17. A firing mechanism security apparatus for a remotely controlled automatic machine gun, the machine gun having a first sensor for sensing whether rounds are being fired by the machine gun and a second sensor for sensing whether the machine gun is being instructed to fire by a trigger mechanism, the firing mechanism security apparatus comprising:

an ammunition advancement mechanism that moves ammunition to the machine gun, the ammunition advancement mechanism including an ammunition storage box, a first ammunition advancement path between the ammunition storage box and an ammunition feeder, the ammunition feeder and a second ammunition advancement path between the ammunition feeder and the machine gun,

the ammunition advancement mechanism including a mechanical actuator, the mechanical actuator, upon receipt by the machine gun of signals that the first sensor senses rounds being fired at a time and that the second sensor senses the automatic machine gun is not being instructed to fire, structured to interfere with the ammunition advancement mechanism by blocking advancement of ammunition between the ammunition storage box and the machine gun without directly engaging the trigger mechanism.
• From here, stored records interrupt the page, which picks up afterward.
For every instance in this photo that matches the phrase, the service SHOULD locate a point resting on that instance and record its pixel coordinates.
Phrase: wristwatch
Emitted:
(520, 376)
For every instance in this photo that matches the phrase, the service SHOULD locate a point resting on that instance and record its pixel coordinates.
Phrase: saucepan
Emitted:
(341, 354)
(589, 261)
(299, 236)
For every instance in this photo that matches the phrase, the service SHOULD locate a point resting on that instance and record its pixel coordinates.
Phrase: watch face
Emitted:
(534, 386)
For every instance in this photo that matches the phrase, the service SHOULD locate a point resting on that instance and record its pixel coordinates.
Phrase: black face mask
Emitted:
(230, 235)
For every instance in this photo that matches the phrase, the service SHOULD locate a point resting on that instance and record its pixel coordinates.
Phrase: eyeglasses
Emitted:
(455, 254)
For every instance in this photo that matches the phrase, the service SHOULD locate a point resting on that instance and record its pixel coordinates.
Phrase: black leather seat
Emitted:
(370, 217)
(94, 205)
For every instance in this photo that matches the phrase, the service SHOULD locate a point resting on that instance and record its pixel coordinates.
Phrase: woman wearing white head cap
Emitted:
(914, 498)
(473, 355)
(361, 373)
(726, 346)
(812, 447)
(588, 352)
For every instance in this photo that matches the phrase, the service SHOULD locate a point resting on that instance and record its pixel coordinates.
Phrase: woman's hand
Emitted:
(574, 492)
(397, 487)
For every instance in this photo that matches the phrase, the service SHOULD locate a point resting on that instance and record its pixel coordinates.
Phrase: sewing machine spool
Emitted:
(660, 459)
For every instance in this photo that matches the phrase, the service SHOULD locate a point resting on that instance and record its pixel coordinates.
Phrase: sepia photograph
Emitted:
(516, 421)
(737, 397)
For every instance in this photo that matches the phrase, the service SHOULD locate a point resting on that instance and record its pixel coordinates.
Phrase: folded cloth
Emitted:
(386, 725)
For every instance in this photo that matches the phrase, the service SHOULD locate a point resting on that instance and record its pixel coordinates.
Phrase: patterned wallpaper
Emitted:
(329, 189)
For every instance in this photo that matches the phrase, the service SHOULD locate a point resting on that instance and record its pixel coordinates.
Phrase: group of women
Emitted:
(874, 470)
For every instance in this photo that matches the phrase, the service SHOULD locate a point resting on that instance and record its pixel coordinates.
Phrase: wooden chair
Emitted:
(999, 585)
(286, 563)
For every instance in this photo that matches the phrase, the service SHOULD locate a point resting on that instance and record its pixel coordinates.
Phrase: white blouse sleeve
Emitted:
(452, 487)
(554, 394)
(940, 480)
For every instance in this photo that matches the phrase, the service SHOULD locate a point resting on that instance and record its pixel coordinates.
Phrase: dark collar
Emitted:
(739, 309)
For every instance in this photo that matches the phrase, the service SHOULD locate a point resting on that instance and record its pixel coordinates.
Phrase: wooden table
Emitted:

18. The firing mechanism security apparatus of claim 17, wherein the mechanical actuator includes a stopper capable of being inserted between rounds of ammunition.

19. The firing mechanism security apparatus of claim 17, wherein the mechanical actuator is operatively engaged to a controller, the controller operatively engaged to the first and second sensors.

20. A method of controlling unwanted fire from a remotely controlled machine gun, comprising:

sensing whether the machine gun is firing rounds;

sensing whether the machine gun is receiving an instruction to fire;

a controller determining whether it is the case that the machine gun is firing rounds and not receiving instructions to fire;

sending a signal to a mechanical actuator to interfere with advancement of ammunition rounds in a path from an ammunition storage box to an ammunition feeder or from the ammunition feeder to the machine gun; and

interfering with advancement of the ammunition rounds so as to terminate the unwanted fire.